The first circumstance in which the presumption of reasonableness is rebuttable is when the legislature has expressly provided that a different standard of review is applicable. This will be the case where the applicable legislation outlines that a correctness standard of review applies or where the applicable legislation provides a statutory appeal mechanism. Where the legislation provides a statutory appeal mechanism this signals an intention by the legislature that the ordinary appellate standards of review be used: correctness for questions of law and palpable and overriding error for questions of fact.

The second circumstance in which the presumption of reasonableness is rebuttable is where the rule of law requires that the correctness standard be applied: questions relating to jurisdictional boundaries between two or more administrative decision makers, constitutional questions, or general questions of law of central importance to the judicial system as a whole. This recognizes that constitutional questions and questions of central importance to the entire legal system require a final and determinate answer from the courts. 

The majority went on in its reasons to provide guidance on how a reasonableness review ought to be conducted holding that reasonableness review is focused both on the decision making process and its outcome. The court is to consider whether the rational for the decision and its outcome are unreasonable. A principled approach to reasonableness review puts the written reasons, where available, first, and seeks to understand the process utilized by the decision maker to arrive at the outcome. This then enables the reviewing court to assess whether the decision as a whole is reasonable – ie a decision that is internally consistent, based on a rational chain of analysis, and is justified in relation to the facts and law.
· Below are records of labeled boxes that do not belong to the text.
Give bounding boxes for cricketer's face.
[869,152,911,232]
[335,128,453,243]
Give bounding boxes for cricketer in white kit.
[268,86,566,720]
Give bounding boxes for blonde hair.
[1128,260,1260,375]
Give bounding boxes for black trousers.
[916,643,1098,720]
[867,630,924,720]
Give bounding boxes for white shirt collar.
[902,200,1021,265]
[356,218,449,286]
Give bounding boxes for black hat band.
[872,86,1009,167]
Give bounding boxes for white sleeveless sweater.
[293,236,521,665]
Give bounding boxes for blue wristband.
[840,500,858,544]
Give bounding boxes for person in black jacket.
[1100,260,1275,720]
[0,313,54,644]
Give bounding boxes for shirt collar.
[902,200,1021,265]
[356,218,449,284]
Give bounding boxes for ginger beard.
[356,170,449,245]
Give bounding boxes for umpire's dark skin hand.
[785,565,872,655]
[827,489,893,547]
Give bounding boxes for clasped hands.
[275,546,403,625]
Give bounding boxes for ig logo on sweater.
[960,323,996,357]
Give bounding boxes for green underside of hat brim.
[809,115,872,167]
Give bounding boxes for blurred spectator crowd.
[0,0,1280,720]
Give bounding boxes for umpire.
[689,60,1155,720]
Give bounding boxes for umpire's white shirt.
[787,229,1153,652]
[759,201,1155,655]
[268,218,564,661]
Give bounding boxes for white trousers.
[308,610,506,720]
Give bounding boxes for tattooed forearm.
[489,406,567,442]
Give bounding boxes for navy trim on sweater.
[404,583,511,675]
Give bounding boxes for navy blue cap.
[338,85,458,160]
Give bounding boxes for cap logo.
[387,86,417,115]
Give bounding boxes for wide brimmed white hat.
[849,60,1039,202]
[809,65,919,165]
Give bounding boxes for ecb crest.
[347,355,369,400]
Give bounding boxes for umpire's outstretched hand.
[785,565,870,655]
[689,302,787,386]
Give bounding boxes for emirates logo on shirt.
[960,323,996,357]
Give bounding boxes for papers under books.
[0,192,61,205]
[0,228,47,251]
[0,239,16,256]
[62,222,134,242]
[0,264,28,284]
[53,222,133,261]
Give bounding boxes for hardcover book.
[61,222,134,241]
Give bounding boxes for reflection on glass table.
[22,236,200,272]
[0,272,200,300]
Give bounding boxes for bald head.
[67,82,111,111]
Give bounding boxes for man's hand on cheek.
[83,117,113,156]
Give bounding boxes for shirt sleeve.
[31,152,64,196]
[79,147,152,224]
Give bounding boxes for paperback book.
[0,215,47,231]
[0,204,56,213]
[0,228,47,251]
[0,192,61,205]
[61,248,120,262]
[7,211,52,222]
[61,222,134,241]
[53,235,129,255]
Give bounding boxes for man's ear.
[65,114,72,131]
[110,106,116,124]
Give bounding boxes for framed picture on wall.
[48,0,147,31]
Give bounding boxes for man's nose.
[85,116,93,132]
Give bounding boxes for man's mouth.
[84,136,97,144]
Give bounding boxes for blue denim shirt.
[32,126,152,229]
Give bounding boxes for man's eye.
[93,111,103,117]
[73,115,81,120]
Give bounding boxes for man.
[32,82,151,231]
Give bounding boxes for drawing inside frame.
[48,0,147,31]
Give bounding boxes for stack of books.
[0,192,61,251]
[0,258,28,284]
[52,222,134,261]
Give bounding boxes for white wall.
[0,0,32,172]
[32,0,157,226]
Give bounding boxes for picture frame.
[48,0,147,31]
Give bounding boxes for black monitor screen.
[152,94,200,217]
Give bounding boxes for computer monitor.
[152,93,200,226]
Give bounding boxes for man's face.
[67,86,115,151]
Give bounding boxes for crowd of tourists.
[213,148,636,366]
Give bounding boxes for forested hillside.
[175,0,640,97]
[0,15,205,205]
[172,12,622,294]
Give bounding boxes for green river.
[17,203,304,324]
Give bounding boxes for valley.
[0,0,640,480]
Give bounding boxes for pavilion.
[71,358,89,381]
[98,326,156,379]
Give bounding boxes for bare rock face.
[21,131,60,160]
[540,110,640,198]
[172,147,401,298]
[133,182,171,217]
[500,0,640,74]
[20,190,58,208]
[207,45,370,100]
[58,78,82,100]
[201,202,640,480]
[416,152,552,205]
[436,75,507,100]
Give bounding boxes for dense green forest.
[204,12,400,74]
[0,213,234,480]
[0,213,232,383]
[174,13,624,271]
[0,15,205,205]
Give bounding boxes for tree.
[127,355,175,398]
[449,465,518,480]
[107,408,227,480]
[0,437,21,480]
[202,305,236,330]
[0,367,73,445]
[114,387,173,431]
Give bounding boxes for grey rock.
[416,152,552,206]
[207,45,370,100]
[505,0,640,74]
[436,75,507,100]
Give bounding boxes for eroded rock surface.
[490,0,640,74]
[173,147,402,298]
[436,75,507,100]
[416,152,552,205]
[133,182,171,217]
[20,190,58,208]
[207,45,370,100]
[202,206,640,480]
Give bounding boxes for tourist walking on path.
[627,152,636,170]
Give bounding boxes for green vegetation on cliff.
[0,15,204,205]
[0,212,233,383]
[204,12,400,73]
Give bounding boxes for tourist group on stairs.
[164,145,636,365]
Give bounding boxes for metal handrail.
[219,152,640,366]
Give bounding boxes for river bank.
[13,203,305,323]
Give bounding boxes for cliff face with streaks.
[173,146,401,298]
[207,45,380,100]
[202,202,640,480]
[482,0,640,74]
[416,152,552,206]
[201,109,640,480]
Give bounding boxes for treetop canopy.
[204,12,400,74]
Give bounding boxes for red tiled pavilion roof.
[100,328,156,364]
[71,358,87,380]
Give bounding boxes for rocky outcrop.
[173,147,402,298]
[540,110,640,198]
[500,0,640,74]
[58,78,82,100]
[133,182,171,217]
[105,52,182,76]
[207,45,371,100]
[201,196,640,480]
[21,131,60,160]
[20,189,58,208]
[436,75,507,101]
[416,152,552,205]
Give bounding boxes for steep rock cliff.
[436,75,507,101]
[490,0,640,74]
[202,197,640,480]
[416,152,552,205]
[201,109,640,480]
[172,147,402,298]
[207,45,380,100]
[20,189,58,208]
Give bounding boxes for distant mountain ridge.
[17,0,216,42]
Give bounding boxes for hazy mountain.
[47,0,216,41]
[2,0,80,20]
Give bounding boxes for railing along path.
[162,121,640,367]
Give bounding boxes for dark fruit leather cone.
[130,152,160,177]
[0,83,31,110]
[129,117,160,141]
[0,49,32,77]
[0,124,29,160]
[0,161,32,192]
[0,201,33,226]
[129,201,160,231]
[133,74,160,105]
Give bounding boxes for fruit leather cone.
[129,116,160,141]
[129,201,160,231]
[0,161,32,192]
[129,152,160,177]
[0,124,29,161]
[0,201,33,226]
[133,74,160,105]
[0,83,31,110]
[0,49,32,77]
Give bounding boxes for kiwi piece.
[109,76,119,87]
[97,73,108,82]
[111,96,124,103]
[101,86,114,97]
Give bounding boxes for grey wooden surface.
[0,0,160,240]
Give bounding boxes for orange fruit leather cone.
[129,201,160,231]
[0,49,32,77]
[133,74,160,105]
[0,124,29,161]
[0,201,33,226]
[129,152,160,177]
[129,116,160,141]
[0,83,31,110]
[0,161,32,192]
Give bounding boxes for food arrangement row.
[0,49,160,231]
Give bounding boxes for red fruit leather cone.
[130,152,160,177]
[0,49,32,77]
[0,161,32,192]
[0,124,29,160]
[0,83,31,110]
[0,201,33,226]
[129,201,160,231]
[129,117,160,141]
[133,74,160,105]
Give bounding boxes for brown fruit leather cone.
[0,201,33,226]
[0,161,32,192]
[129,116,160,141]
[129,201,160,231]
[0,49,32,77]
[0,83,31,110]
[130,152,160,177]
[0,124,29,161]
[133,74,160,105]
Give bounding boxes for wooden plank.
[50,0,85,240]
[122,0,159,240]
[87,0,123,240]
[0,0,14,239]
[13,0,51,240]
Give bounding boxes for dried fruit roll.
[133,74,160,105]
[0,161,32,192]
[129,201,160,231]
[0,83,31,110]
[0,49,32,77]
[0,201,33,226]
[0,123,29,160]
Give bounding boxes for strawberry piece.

Where written reasons are required, it is not enough for the outcome to be reasonable, the outcome must also be reached on a proper basis.

Hopefully these two recent decisions of the SCC will achieve the goal of providing greater predictability and simplicity for judicial review by eliminating the contextual analysis for judicial review. The majority of the SCC held that the five circumstances outlined in its reasons for departing from the reasonableness standard of review address all of the circumstances in which the correctness standard of review is applicable at this time. That is, courts should only depart from the reasonableness standard in five situations:

  1. Where the legislature defines the applicable standard of review;
  2. Where the legislature provides a right of appeal;
  3. On questionings relating to the jurisdictional boundaries between two or more administrative decision makers;
  4. On constitutional questions; and
  5. On questions of central importance to the legal system as a whole

However, while the SCC made it clear that the recognition of any new category requiring a correctness standard of review would be exceptional, they did not close the door entirely on litigants’ ability to argue that the correctness standard of review is applicable in other circumstances. It remains to be seen how the new framework will be applied by the courts over the coming decade.